I’m not sure what sparked the tears. Maybe it was the book I was reading, a historical fiction painting the degradation of African-Americans in the beginning of the 20th century in Mississippi and the horror of lynching. Their hopelessness on one hand and their fight on the other. Whatever the case, the tears started to flow like the Mississippi River. The superwoman in me looked around to see if anyone had noticed. Then I shifted my seat on an angle and turned my body so that my back was to the other people enjoying the patio and their morning delights.
“Your life is a big fat mess,” I mumbled to myself. But that’s nothing new, it’s been a mess for as long as I've known it. Nothing has ever come easy for me. Not one damn thing! A childhood plagued by sexual, physical and emotional abuse, I became a grown-up as a child, trying to ensure my safety in a chaotic environment. I became my own bread winner at age 17, the October of my senior year of high school when Mama locked me out because I was 15 minutes late for my curfew.
Yes, it has been a mess, but, honestly, I’m used to whatever this life has rendered me. So I became mad at my tears for betraying me at my favorite breakfast spot. Every time I dried my eyes and thought I was moving on, they started to flow again. “This is not cute, girly,” I told myself. “Pull it together. Process whatever this is and move on.” Lately, it seems like life has become harder. “Lord, I need a break. For Real,” I mumbled to myself as the tears dropped onto the pages of my book.
AIDS has been a constant thorn in my side. I've been on and off IV medications for the last three years. And to top it off, lately, the side effects of my HIV medication have caused me to have constant headaches and uncontrollable diarrhea, yes, even in public. But that’s an old problem I should be used to,” I told myself. My finances, if that’s what I can call them are in shambles. The loss of my book deal sent me on a downward spiral that I have not been able to climb out of. Yes, I was feeling sorry for myself. I started to recognize the signs as I made the list of my sorry ass life in my head. No family, but yes I have friends. But what about the people who come in your life under the pretense of support, then use you, violate your trust and move on to the next best thing. I’ve had my share of those lately too. “It is what it is Rae,” I mumbled. “Lord, I need a break!” I whined, “Do you here me up there? I need a break!”
Somewhere in the long list of complaints, I remembered that my life is not my own. It belongs to God, all that I am and all that I have. God’s plan for my life is perfect, it just don’t feel like it sometimes. God’s got your back and that should be enough to give you the courage to go on. I thought about that long and hard. The courage to go on. It is more than a notion when your day to day is threatened and you can’t see God’s awesome plan for your life in it’s fullness when you have to decide on whether to pay a bill or buy groceries; when your body is failing you and people too.

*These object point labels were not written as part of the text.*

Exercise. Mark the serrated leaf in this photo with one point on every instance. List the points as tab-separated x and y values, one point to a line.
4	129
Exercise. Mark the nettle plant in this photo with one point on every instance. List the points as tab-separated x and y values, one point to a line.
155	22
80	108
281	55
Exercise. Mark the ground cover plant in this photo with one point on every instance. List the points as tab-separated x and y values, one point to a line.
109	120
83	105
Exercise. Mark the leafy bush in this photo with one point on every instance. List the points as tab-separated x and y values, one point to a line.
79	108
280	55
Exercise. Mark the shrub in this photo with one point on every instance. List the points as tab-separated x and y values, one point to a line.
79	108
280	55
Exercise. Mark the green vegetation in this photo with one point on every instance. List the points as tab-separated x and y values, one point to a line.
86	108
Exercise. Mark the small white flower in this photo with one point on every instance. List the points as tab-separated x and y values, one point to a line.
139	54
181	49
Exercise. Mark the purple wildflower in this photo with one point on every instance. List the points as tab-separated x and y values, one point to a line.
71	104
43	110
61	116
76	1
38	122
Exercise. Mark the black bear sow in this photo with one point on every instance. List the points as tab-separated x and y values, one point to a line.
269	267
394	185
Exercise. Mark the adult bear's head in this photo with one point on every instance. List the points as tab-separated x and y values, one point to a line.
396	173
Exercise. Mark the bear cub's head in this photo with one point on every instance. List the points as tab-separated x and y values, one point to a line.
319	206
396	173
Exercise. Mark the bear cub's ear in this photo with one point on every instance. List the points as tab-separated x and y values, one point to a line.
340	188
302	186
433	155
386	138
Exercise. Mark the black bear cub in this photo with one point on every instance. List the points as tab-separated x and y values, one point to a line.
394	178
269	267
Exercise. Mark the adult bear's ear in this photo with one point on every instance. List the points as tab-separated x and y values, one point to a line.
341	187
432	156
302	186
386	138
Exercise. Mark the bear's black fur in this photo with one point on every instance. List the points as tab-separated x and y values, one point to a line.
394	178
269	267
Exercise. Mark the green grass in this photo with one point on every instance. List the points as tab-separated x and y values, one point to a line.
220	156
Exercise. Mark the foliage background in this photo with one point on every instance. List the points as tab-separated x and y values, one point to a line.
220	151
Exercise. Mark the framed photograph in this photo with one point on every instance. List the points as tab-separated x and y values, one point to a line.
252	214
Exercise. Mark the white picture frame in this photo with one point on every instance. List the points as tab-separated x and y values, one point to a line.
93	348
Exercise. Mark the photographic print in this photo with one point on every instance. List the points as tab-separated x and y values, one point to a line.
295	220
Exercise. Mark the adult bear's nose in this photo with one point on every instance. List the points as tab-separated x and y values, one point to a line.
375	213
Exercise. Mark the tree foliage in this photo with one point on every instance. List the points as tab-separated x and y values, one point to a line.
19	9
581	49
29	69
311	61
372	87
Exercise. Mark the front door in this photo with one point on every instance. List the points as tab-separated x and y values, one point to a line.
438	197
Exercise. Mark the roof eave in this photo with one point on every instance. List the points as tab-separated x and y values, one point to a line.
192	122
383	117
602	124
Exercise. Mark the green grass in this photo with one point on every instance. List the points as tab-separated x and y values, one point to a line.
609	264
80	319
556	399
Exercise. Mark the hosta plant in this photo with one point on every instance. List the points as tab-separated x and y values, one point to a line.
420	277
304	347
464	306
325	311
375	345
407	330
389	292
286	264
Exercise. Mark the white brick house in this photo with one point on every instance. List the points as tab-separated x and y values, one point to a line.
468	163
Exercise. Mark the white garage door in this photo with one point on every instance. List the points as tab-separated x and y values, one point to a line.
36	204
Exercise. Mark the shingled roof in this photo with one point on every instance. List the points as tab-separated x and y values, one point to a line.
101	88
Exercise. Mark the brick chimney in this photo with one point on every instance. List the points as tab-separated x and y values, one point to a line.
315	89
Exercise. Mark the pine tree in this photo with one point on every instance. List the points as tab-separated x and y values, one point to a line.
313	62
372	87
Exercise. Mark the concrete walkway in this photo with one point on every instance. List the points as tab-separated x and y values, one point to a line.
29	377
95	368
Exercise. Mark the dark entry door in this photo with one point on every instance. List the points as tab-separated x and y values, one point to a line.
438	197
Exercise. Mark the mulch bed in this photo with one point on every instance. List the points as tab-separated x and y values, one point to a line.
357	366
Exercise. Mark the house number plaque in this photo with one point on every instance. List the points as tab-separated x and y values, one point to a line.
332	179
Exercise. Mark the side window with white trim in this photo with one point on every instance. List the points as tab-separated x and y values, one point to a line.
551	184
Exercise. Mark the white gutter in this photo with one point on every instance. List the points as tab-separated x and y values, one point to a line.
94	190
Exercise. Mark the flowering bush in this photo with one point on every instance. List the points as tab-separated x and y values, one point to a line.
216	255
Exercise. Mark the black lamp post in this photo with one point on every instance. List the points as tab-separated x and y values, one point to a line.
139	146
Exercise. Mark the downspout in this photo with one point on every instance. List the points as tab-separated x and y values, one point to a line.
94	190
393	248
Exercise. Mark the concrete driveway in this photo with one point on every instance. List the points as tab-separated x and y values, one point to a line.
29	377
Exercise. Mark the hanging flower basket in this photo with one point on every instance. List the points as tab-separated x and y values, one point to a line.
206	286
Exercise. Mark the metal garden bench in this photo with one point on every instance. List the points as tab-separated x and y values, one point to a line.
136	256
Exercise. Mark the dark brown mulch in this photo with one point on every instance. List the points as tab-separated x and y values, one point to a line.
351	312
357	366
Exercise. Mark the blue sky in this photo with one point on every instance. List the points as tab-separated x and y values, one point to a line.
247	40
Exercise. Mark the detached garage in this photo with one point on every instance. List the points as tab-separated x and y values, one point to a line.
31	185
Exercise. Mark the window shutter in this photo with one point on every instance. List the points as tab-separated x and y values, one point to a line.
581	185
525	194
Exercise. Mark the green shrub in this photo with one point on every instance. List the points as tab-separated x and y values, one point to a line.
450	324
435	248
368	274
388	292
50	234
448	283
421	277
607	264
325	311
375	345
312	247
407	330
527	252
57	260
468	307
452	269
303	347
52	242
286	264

Then I remembered another woman’s story I heard on my trip to South Africa with Sheryl Lee Ralph. In the last few years, at my weakest moments, I replay her story in my head and her courage gives me the courage to go on. This South African woman told the story of how she was grabbed on her way to worked and gang raped. That's how she contracted HIV. You could hear yourself breath as she explained, “These men watched me undress, by knife point, and then they made me hold my stockings so they could cut them to tie me up. And one by one they raped me. When one man had finished another man climbed on top of me. Another man walking by that morning tried to rescue me, but they cut him. And one by one, they started all over again. When the police finally came, they had to pull one man from on top of me. The police arrested the men.”
And you could hear a sigh of relief. Every woman in the room exhaled. And after a long pause she said, “After the police pulled the man off me, I got dressed, and then I went to work.” A silent sadness swiped the room and tears immediately flowed from every woman’s face, both African-American and South African alike. We instantly felt her pain. After another paused, she said, “If I had not gone to work, my family would not have eaten; my mothers, my father and my siblings.”
At that moment, my life was changed. I thought that I was one tough ass cookie but she clearly trumps anything I thought I could do. Gang raped and then go straight to work? I don't think so. What courage it took to tell her story. What courage it took to withstand gang rape and then not miss one beat in her life. Yes, sitting there remembering her courage gave me courage to go on and face whatever this is. God’s plan for my life is bigger than any that I could ever plan for myself. All I need to do is get out of my head, keep the faith, have the courage to go on and see how God's wonderful plan unfolds.